The Illustrated Gormenghast Trilogy - Mervyn Peake [247]
A tiny voice. In the absolute stillness it filled the universe – a cry like the single note of a bird. It floated over the water from the Dwellers, from where the woman stood apart from her kind; from the throat of the little child of Keda’s womb – the bastard babe, and Titus’ foster-sister, lambent with ghost-light.
MR ROTTCODD AGAIN
The while, beneath the downpour and the sunbeams, the Castle hollow as a tongueless bell, its corroded shell dripping or gleaming with the ephemeral weather, arose in immemorial defiance of the changing airs, and skies. These were but films of altering light and hue: sunbeam shifting into moonbeam; the wafted leaf into the wafted snow; the musk into a tooth of icicle. These but the transient changes on its skin: each hour a pulse the more – a shade the less: a lizard basking and a robin frozen.

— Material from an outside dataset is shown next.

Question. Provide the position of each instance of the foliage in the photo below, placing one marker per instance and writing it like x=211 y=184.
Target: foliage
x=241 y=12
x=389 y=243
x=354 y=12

Stone after grey stone climbed. Windows yawned: shields, scrolls, and legendary mottoes, melancholy in their ruin, protruded in worn relief over arches or doorways; along the sills of casements, in the walls of towers or carved in buttresses. Storm-nibbled heads, their shallow faces striated with bad green and draped with creepers, stared blindly through the four quarters, from between broken eyelids.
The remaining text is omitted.